Big front axel holes made my AutoWorld Ford GT hop like a jackrabbit as it allowed the front tires to touch the body. Switching to o-ring style front tires fixed that.


----------



## LeeRoy98 (Jul 8, 2005)

#5 o-rings that are available at any hardware store make a great replacement for the JL/AW tires. One per hub as a replacement for the narrow tire fronts, two per hub for the wider setup. But make sure the hubs are actually round first.

Gary
AKA LeeRoy98
www.marioncountyraceway.com


----------



## Cafefroid (Dec 23, 2007)

Thanks guys. I'll stop by the nearest hardware store to pick up some o-rings and make sure the rubbing problem is entirely corrected before fiddling any more with the pickup shoes tension.

Thanks for the great tips, this one's bookmarked for sure!


----------



## Cafefroid (Dec 23, 2007)

A little update about my car in case anyone else experience the same issue. 

I found some o-rings at the store (although here in Quebec, there was no such thing as "#5", some 1/4 of an inch ones did the trick.) 

The car ran very well with them and there were absolutely no body rubs. 

Our house-rules only allow for AW original parts so I spent a while griding my original front tires up to the point where they were about the same size as the o-ring and now the car runs to 1 or 2 tenths of the leaders.

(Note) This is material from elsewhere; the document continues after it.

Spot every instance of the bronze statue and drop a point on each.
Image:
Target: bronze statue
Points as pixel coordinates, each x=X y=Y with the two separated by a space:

The only issue left is a tendency for the car to run on two wheels or fall on the side sometimes which I attribute to the GTX body sitting much higher on the chassis than the Firebirds and Torino I compete with so I ordered a Firebird body to put the final touch on the beast ;-)

Have a nice holiday guys!


----------



## LeeRoy98 (Jul 8, 2005)

One other thing to look at is restricting the pickup shoe travel. There are a number of options, HOWorld has a nice tutorial. I have posted my personal version on my website at www.marioncountyraceway.com under the Speed Tips link. Other options include bending the top of the pickups, masking tape, shrink tubing, etc. But find one that is easy for you and use it, it will definitely help the car!

Gary
AKA LeeRoy98
www.marioncountyraceway.com


----------



## Cafefroid (Dec 23, 2007)

*Thanks!*

Thanks Gary,

I had been trying to restrict the travel with some piece of tape but it was pretty awkward and unstable. The rubber band trick works like a charm, although I was a bit surprised at how small the piece I cut had to be for it not to touch the chassis or the wheels.

Now I just need to get back at the track and see how it performs! (And convince them to allow this in our rules ;-) )


----------